Responsive Tables With CSS
02.02.2018
HTML Tables - The Bane of Responsive Design
HTML5 and CSS3 have tools to handle almost all content gracefully on any screen size. Almost any design can be achieved with smooth reflow for every device. The largest exception (and biggest headache for web developers) is the venerable HTML table! Tables simply do not resize nicely and, based on their content, they eventually will not get any smaller.
Traditionally, two approaches have been taken: either change the font size or add a horzontal scrollbar to the element containing the table. Both are terrrible solutions. Users are not comfortable or happy scrolling horizontally to view their data, and if the font size is small enough to fit the entire table on a small screen, users will simply zoom until they can read the font and then have to scroll horizontally anyway!

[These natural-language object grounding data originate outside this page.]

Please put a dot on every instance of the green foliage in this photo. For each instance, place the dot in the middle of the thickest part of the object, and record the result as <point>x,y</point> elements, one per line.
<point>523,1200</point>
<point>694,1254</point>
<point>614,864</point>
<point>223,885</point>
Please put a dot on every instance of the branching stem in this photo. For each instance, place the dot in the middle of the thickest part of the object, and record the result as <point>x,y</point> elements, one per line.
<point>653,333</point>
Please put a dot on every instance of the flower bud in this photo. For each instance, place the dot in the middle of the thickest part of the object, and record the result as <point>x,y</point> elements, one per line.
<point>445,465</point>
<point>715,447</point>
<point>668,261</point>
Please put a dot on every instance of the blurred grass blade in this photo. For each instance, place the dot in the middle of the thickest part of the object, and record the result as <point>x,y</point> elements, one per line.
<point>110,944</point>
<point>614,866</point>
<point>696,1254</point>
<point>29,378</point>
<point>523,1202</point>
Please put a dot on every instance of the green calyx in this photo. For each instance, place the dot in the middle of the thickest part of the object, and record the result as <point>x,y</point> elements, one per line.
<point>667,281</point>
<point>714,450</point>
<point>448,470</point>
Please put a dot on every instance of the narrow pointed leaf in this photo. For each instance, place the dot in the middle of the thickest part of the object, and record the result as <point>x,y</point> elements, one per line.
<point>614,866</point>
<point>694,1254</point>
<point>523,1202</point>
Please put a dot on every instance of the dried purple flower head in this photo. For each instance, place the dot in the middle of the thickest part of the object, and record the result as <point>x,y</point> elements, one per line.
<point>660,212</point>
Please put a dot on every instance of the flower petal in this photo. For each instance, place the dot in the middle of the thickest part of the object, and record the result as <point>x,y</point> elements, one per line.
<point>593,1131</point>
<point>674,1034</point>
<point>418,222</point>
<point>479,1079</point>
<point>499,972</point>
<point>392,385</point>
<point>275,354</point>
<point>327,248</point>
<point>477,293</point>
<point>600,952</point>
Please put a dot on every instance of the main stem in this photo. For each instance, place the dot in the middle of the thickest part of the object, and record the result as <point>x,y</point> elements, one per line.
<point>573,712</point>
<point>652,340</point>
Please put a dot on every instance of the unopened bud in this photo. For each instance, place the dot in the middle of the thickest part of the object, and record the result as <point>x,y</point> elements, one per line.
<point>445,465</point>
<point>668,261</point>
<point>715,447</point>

Lately, many developers have taken to avoiding tables. Instead, the data that would have been rendered inside of tables would be output as nested unordered lists or divs and styled to layout as tables on a large screen. From an accessibility standpoint this is not acceptable, and from a philosophical standpoint it is just wrong. If the content is tabular data it really OUGHT to be marked up as a table.
CSS To The Rescue
Thankfully, there is a fully-responsive and purely CSS solution. So, for a first step, go ahead and render tabular data as it ought to be - within HTML table tags. The solution is also simpler if you make proper use of <thead> and <tbody> elements.
<table>
<thead>
<tr><th>Size</th><th>Color</th><th>Price</th></tr>
</thead>
<tbody>
<tr><td>Small</td><td>Red</td><td>4.95</td></tr>
<tr><td>Medium</td><td>Blue</td><td>5.75</td></tr>
<tr><td>Large</td><td>Green</td><td>6.80</td></tr>
</tbody>
</table>
Next, CSS should be created to display the table with table cells stacked upon each other for small screens, rather than side-by-side as they are naturally displayed. This is one of the few times where the CSS is actually MORE complicated if you are designing your site mobile-first (which we all should be doing by now!)
Mobile-First CSS is USUALLY Simpler
Most HTML elements used for layout of a site are block elements, so they display stacked on top of each other by nature, which is just what we want on a small screen. CSS rules must be applied to get them to layout side-by-side for a larger screen, so layering those styles on with a media query leads to rather simple and straightforward stylesheets.
HTML tables are just the opposite. They natively display the way we wish them to on a large screen, and changes must be applied for smaller screens. Which would suggest that a desktop-first approach would lead to simpler CSS, and it would in this case. However, it is still not a recommended approach. This means that we will apply stylings to tables for small screens and then override those styles with media queries, changing the elements back to displaying the way they would have were no stylings applied whatsoever.
table {
border-collapse: collapse; }
thead {
display: none; }
tr {
display: block; padding: 0.5em;
border: 1px solid #BBB; }
td {
display: block; }
tbody tr:nth-child(even) {
background-color: #E0E0E0; }
tbody td:not(:last-child) {
border-bottom: 1px solid #DDD; }
@media screen and (min-width: 60em) {
thead {
display: table-header-group; }
thead tr {
background-color: #AAA; }
thead th:not(:last-child) {
border-right: 1px solid #999; }
tr {
display: table-row; padding: 0; }
td {
display: table-cell; }
tbody td:not(:last-child) {
border-bottom: none;
border-right: 1px solid #DDD; }
}
This works nicely, but on small screen sizes there are no labels displaying for the data. This is where the magic comes in! CSS :before selectors target the inside of an element, immediately before its existing content. They can be used to inject content into the document from within the stylesheet. Normally I would strongly oppose this on philosophical grounds because content is the purview of HTML, not CSS. However, when the PURPOSE of the content in question is styling the approach is absolutely acceptable. The really valuable piece of the solution is the CSS attr() function, which provides the capability to read the value of an attribute on an HTML element and use it for the content property. (In fact, the lastest CSS specification provides for the attribute's value to be used for any CSS property, but browser support is almost non-existent, yet - thankfully, the content property is just what is needed here.)
The desired labels just need to be supplied as an attribute value on each table cell where the CSS can pick them up and inject into each cell. The cells are then formatted with a large padding value to leave room for the label, and the label content is positioned within that margin.
<tr>
<td data-label="Size">Small</td>
<td data-label="Color">Red</td>
<td data-label="Price">4.95</td>
</tr>
td {
display: block; padding-left: 35%; }
td:before {
content: attr(data-label);
display: inline-block;
width: 33%; margin-left: -33%; }
@media screen and (min-width: 60em) {
td {
padding-left: 0; }
td:before {
display: none; }
}
You can view a working JSFiddle of the entire solution here. May all your code be groovy!